You should be able to just call one function call in any app, and your runtime should communicate with a language-agnostic ABI for anything needed to route communications between a service broker and the code being executed, including changing the location the computation is happening on. And executing any application should allow you to include some isolation guarantees, because any application can have interoperability problems with other components running on the system. Containerisation is, I believe, the only thing besides Jails that has attempted to do this.
And if we're serious about microservices, why do specific clusters need to live behind a dozen levels of security groups, load balancers, VPCs, etc that all have to be custom crafted before we can even run an app in a specific region? That's a shit load of state surrounding a supposedly stateless service.
I think k8s is in some ways a response to all this, but it's still a poorly designed hack that enslaves itself to traditional OS models. What we really need are distributed operating systems. But just like we will never retrofit our highways with electric tracks for self-driving electric cars, we will never begin to upgrade the OS to be more standard, automated, and distributed. Instead we'll just push more shit into the app layer. Browsers now implement their own TCP/IP stack, and nearly all modern apps support encryption without ever allowing the OS to handle it. We're just too damn lazy to tackle anything but short term goals.
A lot of what you are asking for was and is in VMS.

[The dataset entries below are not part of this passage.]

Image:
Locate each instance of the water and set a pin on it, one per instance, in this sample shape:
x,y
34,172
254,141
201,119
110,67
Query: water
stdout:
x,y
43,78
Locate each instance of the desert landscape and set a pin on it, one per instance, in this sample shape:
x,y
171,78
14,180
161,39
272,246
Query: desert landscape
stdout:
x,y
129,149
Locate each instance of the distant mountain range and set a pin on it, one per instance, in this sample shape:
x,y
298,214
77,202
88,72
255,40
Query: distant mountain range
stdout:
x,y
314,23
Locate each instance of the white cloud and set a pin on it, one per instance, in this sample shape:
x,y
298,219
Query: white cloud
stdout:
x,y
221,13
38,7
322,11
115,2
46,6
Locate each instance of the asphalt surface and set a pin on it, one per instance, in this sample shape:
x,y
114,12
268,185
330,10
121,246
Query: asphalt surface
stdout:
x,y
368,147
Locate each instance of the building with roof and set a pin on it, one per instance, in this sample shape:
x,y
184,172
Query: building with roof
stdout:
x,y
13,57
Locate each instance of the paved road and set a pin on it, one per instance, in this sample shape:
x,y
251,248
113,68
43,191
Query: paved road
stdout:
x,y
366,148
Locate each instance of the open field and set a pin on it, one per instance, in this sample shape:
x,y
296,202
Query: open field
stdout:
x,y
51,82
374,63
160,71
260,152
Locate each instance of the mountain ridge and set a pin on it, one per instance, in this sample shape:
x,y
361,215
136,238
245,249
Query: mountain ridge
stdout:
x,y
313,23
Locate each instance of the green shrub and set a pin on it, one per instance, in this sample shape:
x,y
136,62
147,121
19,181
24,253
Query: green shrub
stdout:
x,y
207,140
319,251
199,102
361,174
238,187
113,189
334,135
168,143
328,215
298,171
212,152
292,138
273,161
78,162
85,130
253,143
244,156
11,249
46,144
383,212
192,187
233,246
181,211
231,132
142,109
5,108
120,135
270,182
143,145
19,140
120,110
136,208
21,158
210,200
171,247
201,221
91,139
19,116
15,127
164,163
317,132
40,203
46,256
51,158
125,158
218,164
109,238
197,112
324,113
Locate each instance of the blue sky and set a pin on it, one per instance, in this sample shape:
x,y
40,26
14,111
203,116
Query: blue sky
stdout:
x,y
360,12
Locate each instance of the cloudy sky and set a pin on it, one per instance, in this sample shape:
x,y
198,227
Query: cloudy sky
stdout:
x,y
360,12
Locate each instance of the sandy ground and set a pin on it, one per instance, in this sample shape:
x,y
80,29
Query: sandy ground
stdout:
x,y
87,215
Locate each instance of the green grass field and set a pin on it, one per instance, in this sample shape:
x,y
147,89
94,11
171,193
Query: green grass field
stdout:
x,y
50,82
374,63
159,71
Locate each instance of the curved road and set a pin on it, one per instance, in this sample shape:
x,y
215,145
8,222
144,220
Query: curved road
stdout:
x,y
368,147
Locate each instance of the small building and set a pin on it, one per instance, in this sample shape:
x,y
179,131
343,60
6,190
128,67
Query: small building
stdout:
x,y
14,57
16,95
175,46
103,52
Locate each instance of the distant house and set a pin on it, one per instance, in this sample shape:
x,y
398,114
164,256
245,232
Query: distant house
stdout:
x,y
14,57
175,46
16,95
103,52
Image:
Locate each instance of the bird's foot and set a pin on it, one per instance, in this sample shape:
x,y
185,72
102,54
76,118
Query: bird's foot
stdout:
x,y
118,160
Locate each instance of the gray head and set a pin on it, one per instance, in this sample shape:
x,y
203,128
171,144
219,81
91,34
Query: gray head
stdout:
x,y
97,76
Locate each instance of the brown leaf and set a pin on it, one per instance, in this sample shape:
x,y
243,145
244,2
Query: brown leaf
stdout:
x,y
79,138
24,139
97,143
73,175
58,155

That's the difference between IaaS and PaaS. If you don't want to deal with custom infra, go with heroku or platform.sh rather than AWS.
What do people actually disagree with here?
If you don't want to create something from scratch you can even use ready solutions like Flynn.
My point is more like, a lot of the time we don't need a PaaS, we just need to do less "integrating", if cloud providers all implemented the equivalent of Terraform providers. But going further, that we shouldn't need to use K8s if the operating system came with similar functionality and exposed it as an ABI.
All these things would let you "build from scratch" distributed parallelized network services, with a lot less layers of technology, in a more standard way. Rather than building a spaceship just to run errands, we could be cruising around on city rental bikes, or golf carts, or something. This comparison might have gone off the rails.
I am mostly a python dev though. I may have just ignored the docker option when presented with a python project, but used it for those other languages.
For the reasons why, see the article (you can safely skip the first two paragraphs). The biggest gripes are concurrency and package management.
i dont see why the two are necessarily related. docker lets me package a reusable and repeatable deployment of OS+application ... if you want to use that as a crutch to solve environment problems, why not?
But most of all, I found the definition of “conservative” so apropos to politics (accidentally, surely) that I both laughed and cried.